The object was an Apple iPod. The world's most popular mobile music player had made it to the final frontier, nearly seven years after its debut. And it was appropriate because the iPod has a connection to a very famous fictional spaceship (more to come later).
Astronaut Jose Hernandez using an iPod in Space.
It wasn't easy getting the iPod into space. Its lithium battery had to be replaced with an alkaline battery certified for use on the space shuttle. The device could not be carried aboard the space station because additional certification was required.
The Apple iPod was invented by a small team at Apple headed by CEO Steve Jobs in 2000-2001.
Apple wasn't the first to come up with the idea of a mobile music player; that honor goes to Kane Kramer, a British designer who patented the idea back in 1979. But Kramer wasn't able to make money from his invention and his patent lapsed.
Other manufacturers had been making portable music players in the years before Apple jumped into the game. The high cost of these devices, their limited memory, and a lack of user friendliness meant that none of them really caught on. The Creative Labs Nomad player, for example, cost $429 and had only 32 MB of memory, enough to hold the equivalent of two music CDs.
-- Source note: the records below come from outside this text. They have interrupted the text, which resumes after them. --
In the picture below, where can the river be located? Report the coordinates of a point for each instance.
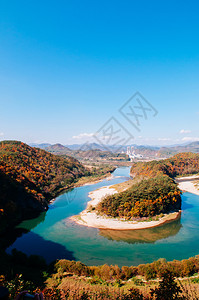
(54, 236)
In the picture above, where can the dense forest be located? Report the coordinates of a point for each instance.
(160, 280)
(179, 164)
(147, 198)
(155, 192)
(30, 177)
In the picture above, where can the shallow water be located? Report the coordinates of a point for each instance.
(53, 235)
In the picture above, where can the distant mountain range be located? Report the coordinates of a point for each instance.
(145, 150)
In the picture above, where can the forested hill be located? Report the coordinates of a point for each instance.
(30, 177)
(155, 192)
(179, 164)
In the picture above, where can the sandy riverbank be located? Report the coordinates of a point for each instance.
(91, 219)
(188, 184)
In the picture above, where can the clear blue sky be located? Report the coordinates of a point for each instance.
(66, 67)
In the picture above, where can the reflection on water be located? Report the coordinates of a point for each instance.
(53, 235)
(149, 235)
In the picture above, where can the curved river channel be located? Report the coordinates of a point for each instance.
(53, 236)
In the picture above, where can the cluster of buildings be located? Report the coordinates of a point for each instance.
(131, 153)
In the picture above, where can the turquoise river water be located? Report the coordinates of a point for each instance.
(53, 235)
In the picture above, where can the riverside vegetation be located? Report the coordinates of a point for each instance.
(23, 166)
(154, 192)
(31, 177)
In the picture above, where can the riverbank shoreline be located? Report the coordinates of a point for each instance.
(187, 184)
(89, 218)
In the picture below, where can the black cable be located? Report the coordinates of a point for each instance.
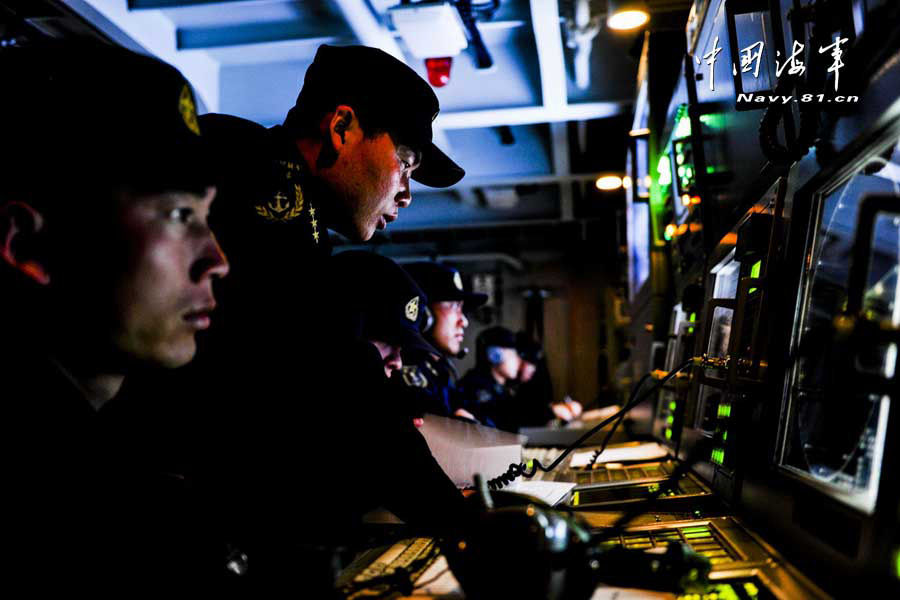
(521, 469)
(700, 450)
(615, 426)
(432, 580)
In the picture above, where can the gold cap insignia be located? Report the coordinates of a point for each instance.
(282, 207)
(412, 309)
(188, 110)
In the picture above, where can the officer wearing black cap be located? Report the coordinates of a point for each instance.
(534, 390)
(342, 160)
(106, 267)
(487, 390)
(430, 379)
(371, 456)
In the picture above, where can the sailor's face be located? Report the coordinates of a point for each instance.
(167, 259)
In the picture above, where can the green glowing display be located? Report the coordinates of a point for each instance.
(664, 169)
(755, 269)
(682, 128)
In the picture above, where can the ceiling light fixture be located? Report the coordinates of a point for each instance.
(624, 15)
(609, 182)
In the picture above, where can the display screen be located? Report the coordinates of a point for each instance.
(638, 246)
(749, 588)
(836, 427)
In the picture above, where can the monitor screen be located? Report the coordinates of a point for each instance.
(638, 246)
(835, 428)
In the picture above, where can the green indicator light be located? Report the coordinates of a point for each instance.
(697, 529)
(664, 169)
(755, 269)
(713, 120)
(682, 128)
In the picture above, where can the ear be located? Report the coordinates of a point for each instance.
(20, 227)
(343, 127)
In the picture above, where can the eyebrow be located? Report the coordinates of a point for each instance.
(417, 156)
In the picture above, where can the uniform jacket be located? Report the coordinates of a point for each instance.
(491, 403)
(87, 506)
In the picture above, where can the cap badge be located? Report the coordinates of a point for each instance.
(412, 377)
(283, 207)
(412, 309)
(188, 110)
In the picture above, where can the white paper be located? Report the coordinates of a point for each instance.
(439, 581)
(550, 492)
(648, 451)
(463, 449)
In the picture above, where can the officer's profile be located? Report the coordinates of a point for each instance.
(106, 266)
(487, 389)
(383, 304)
(360, 130)
(430, 378)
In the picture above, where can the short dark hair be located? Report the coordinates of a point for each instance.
(304, 121)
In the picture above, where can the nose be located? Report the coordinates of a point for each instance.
(211, 261)
(394, 360)
(404, 198)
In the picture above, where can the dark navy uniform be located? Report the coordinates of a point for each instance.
(493, 404)
(90, 506)
(429, 379)
(303, 440)
(430, 386)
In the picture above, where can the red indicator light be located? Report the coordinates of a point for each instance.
(438, 70)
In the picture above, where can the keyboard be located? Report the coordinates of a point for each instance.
(387, 570)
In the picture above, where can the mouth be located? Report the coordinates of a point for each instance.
(384, 219)
(199, 319)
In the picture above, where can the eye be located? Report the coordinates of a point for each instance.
(181, 214)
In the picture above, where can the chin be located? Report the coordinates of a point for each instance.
(178, 355)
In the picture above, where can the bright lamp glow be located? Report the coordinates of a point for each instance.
(609, 182)
(627, 19)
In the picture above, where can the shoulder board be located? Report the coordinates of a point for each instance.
(413, 377)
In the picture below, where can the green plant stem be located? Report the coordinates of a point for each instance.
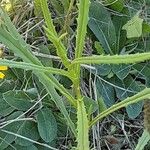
(82, 119)
(52, 34)
(145, 94)
(29, 66)
(12, 39)
(115, 59)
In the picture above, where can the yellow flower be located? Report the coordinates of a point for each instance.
(1, 69)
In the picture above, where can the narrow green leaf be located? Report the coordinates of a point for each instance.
(47, 125)
(29, 130)
(145, 94)
(82, 26)
(114, 59)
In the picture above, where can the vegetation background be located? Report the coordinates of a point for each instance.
(29, 118)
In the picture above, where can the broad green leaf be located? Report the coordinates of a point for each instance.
(18, 100)
(143, 70)
(134, 27)
(121, 70)
(29, 130)
(6, 139)
(144, 94)
(47, 125)
(129, 87)
(143, 140)
(102, 27)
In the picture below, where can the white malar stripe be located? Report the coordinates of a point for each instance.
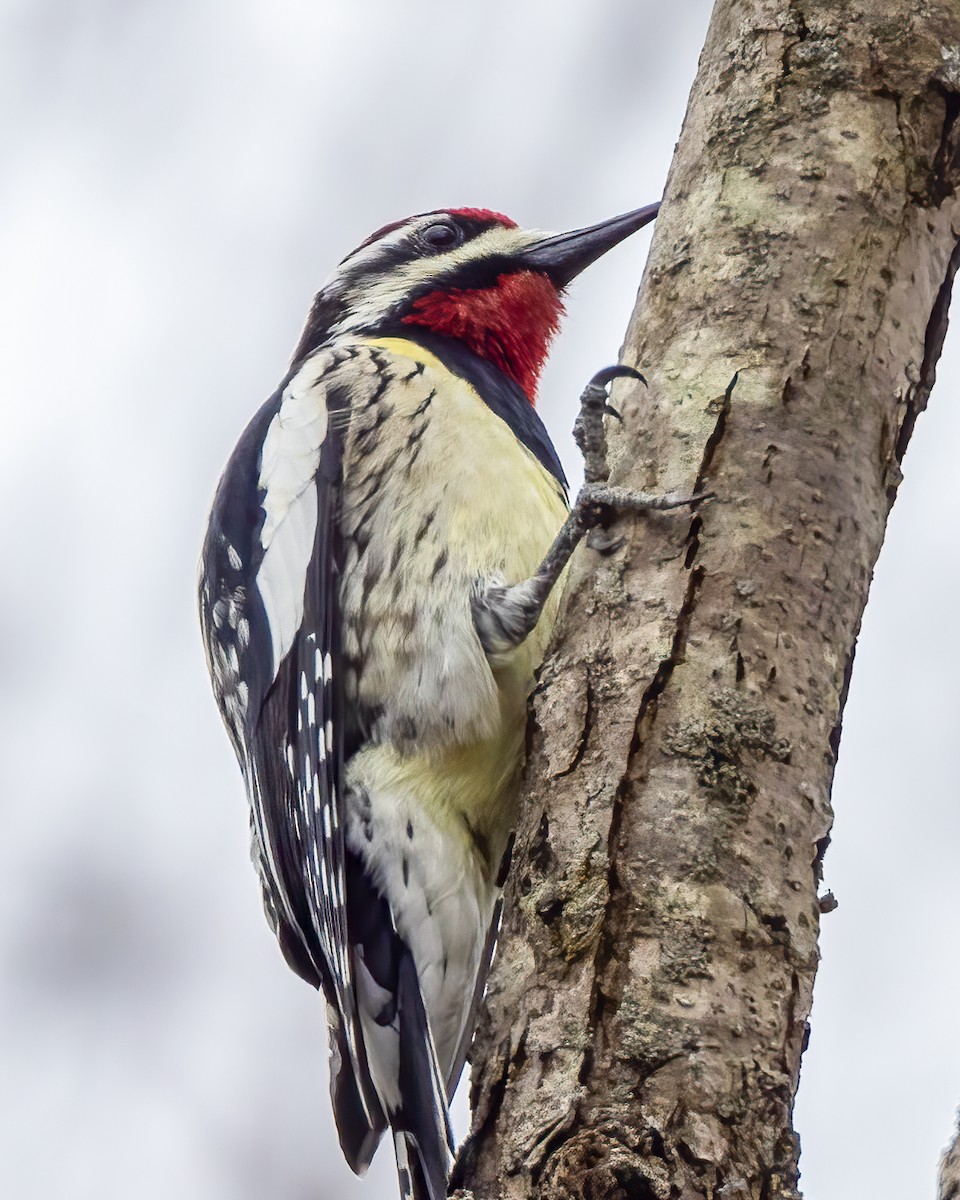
(282, 576)
(372, 300)
(291, 451)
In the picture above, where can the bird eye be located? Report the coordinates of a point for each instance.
(441, 235)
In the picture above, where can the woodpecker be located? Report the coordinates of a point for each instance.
(376, 594)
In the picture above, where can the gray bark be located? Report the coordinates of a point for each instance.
(648, 1003)
(949, 1171)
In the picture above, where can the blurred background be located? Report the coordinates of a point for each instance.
(177, 180)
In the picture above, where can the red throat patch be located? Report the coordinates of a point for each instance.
(510, 324)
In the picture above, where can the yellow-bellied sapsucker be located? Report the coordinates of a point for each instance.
(375, 598)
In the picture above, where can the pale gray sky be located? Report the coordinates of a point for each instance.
(177, 180)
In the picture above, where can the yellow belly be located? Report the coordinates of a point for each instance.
(457, 724)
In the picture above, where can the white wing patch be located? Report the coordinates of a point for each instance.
(283, 571)
(288, 466)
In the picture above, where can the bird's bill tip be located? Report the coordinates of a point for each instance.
(563, 256)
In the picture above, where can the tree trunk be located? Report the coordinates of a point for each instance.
(648, 1005)
(949, 1171)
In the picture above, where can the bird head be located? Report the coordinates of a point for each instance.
(466, 274)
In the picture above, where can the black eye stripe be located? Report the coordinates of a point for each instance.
(439, 235)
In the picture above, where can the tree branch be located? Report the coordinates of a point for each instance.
(648, 1005)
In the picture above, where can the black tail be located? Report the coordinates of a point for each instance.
(423, 1139)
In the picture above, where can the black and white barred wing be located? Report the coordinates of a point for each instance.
(269, 613)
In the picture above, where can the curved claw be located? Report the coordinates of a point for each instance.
(605, 377)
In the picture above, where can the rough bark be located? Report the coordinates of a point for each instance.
(949, 1171)
(648, 1005)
So, in 2000, Apple decided to see if it could invent something better. The team that Jobs led included:
• Jon Rubinstein, senior vice president of hardware engineering
• Jonathan Ive, senior vice president of design;
• Tony Fadell, engineer;
• Michael Dhuey, engineer
• Tim Wasko, interface designer
Apple's iPod team spent about a year designing and building the new device. Instead of following Apple's custom of doing all the work in house, the team used a reference platform developed by PortalPlayer and hired a company called Pixo to develop the user interface.
It was during the preparation to launch the music player that iPod got its name and its connection to space. After seeing a prototype, a freelance copywriter named Vinnie Chieco thought of the line, “Open the pod bay door, Hal!”, from "2001: A Space Odyssey." Astronaut David Bowman makes that demand while inside one of the shuttle pods of the larger Discovery spaceship. Chieco saw the shuttle pod and Discovery as analogous to the music player and the computer.
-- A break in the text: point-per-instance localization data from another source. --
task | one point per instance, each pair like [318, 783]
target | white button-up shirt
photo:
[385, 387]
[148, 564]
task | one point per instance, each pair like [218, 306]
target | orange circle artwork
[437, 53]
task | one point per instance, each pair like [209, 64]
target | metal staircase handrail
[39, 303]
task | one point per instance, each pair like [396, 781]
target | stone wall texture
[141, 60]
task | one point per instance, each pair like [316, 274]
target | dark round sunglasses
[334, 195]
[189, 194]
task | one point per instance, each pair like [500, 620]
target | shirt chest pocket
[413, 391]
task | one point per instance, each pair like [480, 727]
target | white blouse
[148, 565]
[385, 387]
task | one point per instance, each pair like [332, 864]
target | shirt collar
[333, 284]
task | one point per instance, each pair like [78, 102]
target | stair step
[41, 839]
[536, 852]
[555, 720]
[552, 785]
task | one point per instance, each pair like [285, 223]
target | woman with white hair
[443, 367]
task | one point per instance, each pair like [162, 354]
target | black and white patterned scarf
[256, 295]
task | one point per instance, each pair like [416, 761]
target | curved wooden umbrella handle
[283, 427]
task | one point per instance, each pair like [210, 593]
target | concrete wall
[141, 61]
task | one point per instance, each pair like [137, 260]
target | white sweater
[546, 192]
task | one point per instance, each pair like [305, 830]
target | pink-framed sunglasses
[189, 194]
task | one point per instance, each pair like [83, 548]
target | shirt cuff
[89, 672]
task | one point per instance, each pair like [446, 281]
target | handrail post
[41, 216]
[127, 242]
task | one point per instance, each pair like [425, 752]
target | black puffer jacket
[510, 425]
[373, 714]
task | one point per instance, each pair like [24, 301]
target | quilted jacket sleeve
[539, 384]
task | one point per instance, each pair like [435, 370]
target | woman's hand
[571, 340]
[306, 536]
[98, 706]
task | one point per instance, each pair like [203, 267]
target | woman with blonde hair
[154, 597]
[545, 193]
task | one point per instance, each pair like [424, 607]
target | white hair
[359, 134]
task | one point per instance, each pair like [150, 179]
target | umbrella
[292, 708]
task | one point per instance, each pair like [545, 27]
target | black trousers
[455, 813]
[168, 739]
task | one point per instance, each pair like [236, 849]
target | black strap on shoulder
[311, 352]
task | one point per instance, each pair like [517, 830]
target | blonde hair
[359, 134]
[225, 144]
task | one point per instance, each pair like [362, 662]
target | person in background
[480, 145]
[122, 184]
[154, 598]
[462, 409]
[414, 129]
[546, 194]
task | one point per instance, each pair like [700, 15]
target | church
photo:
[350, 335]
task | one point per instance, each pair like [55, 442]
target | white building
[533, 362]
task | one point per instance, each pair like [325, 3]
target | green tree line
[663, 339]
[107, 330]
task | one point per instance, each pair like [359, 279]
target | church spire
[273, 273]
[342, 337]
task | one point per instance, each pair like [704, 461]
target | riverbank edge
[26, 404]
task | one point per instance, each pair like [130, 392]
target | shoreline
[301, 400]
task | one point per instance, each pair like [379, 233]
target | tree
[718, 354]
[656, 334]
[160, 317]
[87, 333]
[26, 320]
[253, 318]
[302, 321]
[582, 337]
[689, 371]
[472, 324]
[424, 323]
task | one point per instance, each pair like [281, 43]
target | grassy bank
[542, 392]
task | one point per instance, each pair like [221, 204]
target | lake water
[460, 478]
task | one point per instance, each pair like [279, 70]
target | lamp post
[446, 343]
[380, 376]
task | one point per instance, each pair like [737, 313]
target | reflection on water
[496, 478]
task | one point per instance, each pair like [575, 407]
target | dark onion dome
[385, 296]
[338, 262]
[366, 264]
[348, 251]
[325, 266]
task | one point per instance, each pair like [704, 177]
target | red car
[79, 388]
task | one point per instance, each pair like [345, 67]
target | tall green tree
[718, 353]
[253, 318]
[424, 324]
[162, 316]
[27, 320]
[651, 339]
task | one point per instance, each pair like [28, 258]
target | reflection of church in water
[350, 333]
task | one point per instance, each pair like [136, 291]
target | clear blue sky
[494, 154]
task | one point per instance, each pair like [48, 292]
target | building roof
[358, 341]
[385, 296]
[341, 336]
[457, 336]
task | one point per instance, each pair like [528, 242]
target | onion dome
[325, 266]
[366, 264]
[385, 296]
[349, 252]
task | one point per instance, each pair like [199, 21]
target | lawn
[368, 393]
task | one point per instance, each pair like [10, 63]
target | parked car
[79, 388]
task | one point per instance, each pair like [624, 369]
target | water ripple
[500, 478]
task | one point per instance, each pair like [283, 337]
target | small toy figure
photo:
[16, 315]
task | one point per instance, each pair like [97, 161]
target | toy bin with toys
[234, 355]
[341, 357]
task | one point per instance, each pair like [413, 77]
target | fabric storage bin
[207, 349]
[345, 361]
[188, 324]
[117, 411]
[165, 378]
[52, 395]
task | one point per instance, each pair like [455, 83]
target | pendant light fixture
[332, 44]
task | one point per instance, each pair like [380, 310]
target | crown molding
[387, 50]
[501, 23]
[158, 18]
On Oct. 23, 2001, Jobs unveiled the first iPod, which had a 5 GB hard drive that could hold as many as 1,000 songs. The iPod had a sleek look, a clean design, and was easy to use. The device became a hit, forever changing the portable media player market.
Apple's invention has dominated the market since then, with more than 300 million iPods worldwide. The company has made continuous improvements in the iPod since introducing it more than a decade ago. Today's iPods can hold up to 160 GB of material.